Le ponton en bois où autrefois était attaché son bateau repose désormais sur le sol craquelé. Hernan Sandino contemple avec tristesse l’étendue vide d’eau du lac de Suesca, dans le centre de la Colombie, en train de lentement disparaître sous ses yeux.
L’ingénieur de 73 ans pointe son doigt au loin vers le centre du lac où subsiste une poche d’eau d’un mètre de profondeur, contre six mètres dans ses plus lointains souvenirs.
C’est la deuxième fois en dix ans que ce réservoir d’eau naturel de 5,4 km2, situé à quelque 90 km au nord de Bogota, dont la taille augmente ou diminue au gré des précipitations, est en train de totalement disparaître.
En 2009, le lac avait atteint des niveaux encore plus bas qu’aujourd’hui. Mais au cours des deux années suivantes, le phénomène climatique La Niña, qui augmente les précipitations dans ce pays tropical, avait fait regagner au lac ses profondeurs, au prix toutefois de millions de dollars de dégâts sur les infrastructures du pays en raison des fortes intempéries.
Le lac de Suesca déclaré réservoir de biodiversité
Relevés pluviométriques en main, Hernan Sandino dit avoir constaté autour du lac une diminution des précipitations au cours des huit dernières années. Ce sont « les effets du changement climatique que seuls certains inconscients nient encore », peste-t-il.

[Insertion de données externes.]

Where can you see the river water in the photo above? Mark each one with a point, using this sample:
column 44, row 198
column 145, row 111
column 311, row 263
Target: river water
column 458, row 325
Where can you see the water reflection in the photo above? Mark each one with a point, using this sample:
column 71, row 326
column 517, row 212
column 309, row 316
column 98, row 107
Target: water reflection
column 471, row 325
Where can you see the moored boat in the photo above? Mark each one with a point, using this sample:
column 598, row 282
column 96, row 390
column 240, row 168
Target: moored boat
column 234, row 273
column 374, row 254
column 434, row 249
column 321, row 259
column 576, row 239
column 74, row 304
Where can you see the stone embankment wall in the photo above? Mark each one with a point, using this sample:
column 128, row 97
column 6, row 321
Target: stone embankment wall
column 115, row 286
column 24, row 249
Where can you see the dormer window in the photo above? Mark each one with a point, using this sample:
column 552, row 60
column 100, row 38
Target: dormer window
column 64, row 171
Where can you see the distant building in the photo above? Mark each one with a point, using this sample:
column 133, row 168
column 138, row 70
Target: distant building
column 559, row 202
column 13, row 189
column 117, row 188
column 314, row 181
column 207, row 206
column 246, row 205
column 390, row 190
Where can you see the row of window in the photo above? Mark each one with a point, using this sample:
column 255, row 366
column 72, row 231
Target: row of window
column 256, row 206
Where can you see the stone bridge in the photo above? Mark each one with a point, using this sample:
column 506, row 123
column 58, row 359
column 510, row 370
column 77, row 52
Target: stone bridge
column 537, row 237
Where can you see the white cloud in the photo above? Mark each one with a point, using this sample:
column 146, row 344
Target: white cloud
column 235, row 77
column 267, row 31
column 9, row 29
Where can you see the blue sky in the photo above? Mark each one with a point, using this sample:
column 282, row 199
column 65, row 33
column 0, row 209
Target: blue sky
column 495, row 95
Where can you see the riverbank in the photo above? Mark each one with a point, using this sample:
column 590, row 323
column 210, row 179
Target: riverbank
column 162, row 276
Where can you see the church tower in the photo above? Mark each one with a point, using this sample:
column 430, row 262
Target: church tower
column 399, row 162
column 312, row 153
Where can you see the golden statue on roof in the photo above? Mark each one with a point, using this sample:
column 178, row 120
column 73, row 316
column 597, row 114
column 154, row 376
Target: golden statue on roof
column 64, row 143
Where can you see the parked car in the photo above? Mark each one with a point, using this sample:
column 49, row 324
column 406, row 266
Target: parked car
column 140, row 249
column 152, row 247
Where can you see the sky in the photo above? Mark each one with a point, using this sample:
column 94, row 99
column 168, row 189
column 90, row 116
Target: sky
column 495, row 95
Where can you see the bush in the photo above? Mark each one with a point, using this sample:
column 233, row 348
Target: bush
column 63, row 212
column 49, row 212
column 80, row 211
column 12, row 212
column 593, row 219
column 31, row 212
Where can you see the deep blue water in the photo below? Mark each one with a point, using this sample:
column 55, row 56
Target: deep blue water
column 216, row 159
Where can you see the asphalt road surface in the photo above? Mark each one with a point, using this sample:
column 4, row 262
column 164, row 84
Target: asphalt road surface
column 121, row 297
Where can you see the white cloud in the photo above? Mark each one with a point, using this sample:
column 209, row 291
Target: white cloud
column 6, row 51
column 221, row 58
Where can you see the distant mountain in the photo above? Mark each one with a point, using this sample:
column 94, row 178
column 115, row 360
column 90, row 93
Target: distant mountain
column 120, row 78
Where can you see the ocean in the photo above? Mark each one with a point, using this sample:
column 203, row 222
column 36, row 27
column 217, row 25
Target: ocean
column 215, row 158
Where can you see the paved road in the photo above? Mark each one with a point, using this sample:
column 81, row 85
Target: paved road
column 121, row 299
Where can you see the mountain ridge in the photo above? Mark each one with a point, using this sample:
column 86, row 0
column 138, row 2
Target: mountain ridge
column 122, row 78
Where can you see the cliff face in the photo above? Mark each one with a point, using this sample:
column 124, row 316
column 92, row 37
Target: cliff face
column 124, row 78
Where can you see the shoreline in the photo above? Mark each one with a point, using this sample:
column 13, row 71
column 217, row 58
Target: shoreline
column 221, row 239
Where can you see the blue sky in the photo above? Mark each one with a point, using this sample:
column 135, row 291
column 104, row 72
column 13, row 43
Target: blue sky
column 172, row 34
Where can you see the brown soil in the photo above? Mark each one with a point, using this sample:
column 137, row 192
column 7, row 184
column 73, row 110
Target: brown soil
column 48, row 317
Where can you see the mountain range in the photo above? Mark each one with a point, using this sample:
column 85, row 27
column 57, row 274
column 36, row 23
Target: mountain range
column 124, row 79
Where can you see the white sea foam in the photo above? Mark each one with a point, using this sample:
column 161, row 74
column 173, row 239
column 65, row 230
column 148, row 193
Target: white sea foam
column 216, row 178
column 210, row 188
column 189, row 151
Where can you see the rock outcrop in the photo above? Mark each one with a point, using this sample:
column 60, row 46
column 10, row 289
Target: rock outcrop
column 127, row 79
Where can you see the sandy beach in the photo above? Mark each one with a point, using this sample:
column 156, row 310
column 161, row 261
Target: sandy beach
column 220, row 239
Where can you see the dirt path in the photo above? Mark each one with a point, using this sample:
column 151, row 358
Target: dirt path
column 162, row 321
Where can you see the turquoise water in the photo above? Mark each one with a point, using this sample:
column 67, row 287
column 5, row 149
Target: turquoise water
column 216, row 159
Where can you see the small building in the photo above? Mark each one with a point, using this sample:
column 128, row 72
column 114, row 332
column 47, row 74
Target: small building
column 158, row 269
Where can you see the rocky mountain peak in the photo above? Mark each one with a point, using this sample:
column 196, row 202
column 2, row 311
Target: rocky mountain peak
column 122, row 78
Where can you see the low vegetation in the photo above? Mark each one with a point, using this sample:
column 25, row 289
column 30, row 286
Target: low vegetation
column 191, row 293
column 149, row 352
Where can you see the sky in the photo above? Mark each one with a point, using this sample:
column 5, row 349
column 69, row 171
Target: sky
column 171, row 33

Avec le réchauffement climatique, l’intensité et la fréquence des épisodes de sécheresse risque encore d’augmenter.
En 2006, le lac de Suesca a été déclaré réserve d’eau et réservoir de biodiversité – un refuge pour les oiseaux migrateurs – dans le cadre de la lutte contre le changement climatique.
Les autorités se sont ensuite engagées dans un plan environnemental visant à interdire les cultures alentours et leur irrigation avec les eaux du lac.
Mais quinze ans plus tard, les efforts se révèlent insuffisants.
Lente agonie du lac
« C’est une tragédie environnementale que notre lac soit dans cet état », déplore Humberto Hernandez, ingénieur à l’Autorité environnementale du département de Cundimarca, où est situé le lac.
« Ce n’est pas seulement un mois ou une longue période de pluie » qu’il faudrait pour recharger les sols en eau « mais plusieurs années », affirme-t-il.
Fidela Castillo témoigne de la lente agonie du lac. Elle vit ici depuis 65 ans. Jeune femme, elle se souvient qu’elle lavait le linge sur la rive pendant que ses voisins puisaient de l’eau pour irriguer les cultures et abreuver les animaux.
Aujourd’hui, s’appuyant sur sa canne, c’est elle qui doit apporter de l’eau de sa maison jusqu’au bord du lac où l’attendent une vache et son veau assoiffés.